Hysteria Project 2‘s puzzles and various quick time events and (for example, ensuring your character keeps walking in a straight line by touching the screen to keep your balance, or peeking through a cupboard while hiding) are contrived and, frankly, not very fun. The only horror comes from the stupendous soundscape that makes Hysteria Project 2 at least sound scary. It sure won’t be from the terrible acting, featuring a British accent that comes and goes with the weather.

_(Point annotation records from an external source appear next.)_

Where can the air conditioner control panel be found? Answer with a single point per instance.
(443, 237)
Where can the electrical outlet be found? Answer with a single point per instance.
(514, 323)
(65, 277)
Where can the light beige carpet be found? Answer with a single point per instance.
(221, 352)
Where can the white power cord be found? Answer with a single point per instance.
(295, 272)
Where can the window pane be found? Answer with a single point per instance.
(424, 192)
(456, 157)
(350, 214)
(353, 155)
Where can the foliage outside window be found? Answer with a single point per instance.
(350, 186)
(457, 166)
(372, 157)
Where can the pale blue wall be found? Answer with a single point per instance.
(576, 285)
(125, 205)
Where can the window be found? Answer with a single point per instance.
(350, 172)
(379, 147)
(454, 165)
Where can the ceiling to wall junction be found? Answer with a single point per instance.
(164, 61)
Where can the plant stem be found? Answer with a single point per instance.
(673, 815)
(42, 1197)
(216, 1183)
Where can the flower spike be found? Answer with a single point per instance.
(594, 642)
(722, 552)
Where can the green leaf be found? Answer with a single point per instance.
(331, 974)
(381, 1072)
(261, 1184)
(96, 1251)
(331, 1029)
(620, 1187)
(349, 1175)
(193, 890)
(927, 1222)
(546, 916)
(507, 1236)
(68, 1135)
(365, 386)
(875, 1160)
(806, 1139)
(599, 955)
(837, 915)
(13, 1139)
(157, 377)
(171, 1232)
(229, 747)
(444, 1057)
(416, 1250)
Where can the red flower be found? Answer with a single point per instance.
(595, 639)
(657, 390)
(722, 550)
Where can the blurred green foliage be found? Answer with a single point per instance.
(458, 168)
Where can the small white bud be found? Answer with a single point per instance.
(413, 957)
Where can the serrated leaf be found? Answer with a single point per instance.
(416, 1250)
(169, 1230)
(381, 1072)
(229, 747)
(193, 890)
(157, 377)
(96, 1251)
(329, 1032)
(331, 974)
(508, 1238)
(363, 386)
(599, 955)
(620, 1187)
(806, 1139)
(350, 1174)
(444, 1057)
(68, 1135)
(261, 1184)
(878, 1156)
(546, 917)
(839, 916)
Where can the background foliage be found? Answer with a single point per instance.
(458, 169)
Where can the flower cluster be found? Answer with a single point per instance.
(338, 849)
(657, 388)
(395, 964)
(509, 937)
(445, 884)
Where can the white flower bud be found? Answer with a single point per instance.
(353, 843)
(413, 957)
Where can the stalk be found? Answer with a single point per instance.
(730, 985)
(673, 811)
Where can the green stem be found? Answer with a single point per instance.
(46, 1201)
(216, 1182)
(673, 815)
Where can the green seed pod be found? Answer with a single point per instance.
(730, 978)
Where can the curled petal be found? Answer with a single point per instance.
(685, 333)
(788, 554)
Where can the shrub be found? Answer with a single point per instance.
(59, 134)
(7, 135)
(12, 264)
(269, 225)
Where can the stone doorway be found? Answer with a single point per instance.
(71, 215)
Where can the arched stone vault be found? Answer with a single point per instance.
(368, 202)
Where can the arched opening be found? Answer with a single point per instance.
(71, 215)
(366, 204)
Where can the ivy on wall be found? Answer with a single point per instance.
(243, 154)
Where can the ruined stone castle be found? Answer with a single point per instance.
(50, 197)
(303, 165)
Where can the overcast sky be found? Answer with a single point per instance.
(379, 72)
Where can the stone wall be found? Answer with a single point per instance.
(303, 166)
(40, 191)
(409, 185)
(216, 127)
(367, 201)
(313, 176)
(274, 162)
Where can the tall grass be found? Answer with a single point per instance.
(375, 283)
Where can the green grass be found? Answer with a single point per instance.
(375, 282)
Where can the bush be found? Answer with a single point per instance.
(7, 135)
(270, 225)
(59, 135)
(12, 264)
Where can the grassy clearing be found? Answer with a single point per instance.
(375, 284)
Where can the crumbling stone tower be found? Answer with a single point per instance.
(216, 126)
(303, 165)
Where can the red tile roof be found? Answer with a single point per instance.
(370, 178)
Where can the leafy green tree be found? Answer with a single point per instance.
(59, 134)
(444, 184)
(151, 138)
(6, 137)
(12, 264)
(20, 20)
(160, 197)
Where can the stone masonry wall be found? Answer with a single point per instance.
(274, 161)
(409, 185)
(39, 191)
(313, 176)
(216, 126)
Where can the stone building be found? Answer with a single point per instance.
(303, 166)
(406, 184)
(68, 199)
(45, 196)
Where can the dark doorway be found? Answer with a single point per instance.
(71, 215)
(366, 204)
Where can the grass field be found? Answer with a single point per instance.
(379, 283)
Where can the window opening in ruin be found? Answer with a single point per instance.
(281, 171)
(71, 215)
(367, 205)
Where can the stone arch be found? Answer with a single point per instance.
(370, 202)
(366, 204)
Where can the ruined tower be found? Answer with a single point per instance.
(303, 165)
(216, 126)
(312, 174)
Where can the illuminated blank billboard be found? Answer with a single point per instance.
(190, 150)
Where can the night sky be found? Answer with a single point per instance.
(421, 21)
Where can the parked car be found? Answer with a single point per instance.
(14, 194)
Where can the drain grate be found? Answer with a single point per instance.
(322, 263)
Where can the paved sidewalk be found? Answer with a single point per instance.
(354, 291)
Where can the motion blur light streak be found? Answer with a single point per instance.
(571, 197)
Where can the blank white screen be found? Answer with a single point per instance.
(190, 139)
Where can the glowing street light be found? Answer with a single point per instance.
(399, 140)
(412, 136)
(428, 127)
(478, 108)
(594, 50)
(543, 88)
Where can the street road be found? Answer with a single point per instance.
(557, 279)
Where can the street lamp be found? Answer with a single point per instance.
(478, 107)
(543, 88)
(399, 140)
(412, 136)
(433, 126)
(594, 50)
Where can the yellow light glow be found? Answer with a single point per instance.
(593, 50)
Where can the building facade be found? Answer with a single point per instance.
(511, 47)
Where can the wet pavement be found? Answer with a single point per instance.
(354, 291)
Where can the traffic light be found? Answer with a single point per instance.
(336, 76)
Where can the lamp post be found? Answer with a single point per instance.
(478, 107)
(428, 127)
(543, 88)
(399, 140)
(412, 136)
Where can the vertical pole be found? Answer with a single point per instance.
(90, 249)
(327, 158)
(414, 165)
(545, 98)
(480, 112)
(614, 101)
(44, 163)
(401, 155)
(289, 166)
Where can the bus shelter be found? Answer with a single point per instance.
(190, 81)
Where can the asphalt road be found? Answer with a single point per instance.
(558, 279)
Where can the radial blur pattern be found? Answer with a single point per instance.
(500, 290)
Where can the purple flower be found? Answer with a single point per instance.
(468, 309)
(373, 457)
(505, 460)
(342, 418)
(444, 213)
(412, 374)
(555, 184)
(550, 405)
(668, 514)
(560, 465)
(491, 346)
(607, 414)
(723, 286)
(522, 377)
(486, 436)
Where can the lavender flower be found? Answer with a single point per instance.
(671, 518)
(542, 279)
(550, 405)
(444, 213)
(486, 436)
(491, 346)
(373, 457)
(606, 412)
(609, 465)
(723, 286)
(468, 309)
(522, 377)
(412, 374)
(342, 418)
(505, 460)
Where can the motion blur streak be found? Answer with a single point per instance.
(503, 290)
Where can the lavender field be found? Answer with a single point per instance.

It doesn’t help that the game itself is hopelessly broken. The first time I played through, I was able to get past the access code entry puzzle mentioned above (the second puzzle of the game) before it wouldn’t stop crashing. After deleting my game save and starting again, I got further before crashing still. I uninstalled and redownloaded Hysteria Project 2, which made the crashing only slightly less problematic. It would happen once, but upon rebooting, would let me get past a checkpoint.
Oh, and about those checkpoints: they suck too. Hysteria Project 2 is divided into chapters with various quicksave points should you die. However if you get booted from the game, sometimes you’ll be forced to replay whole sections just because the save system decided it didn’t like you.
It’s a good thing that all this bad stuff can happen to you, because I’d guess that most players would take about an hour to finish Hysteria Project 2 assuming nothing went horribly wrong. Maybe all this broken code is part of the story, to amp up the horror?
Not that you’ll be able to tell, as the journal pages are almost illegible. The text is so small that letters become blurry. I find it hard to believe that human eyes passed over this part and somehow got green-lit.
Hysteria Project 2 takes the worst of early “multimedia” games and slaps it in portable form. It’s a broken, laughable mess of a “game” and should be avoided at all costs. The scariest thing about it is trying to finish it. And you’ll probably stop caring long before that.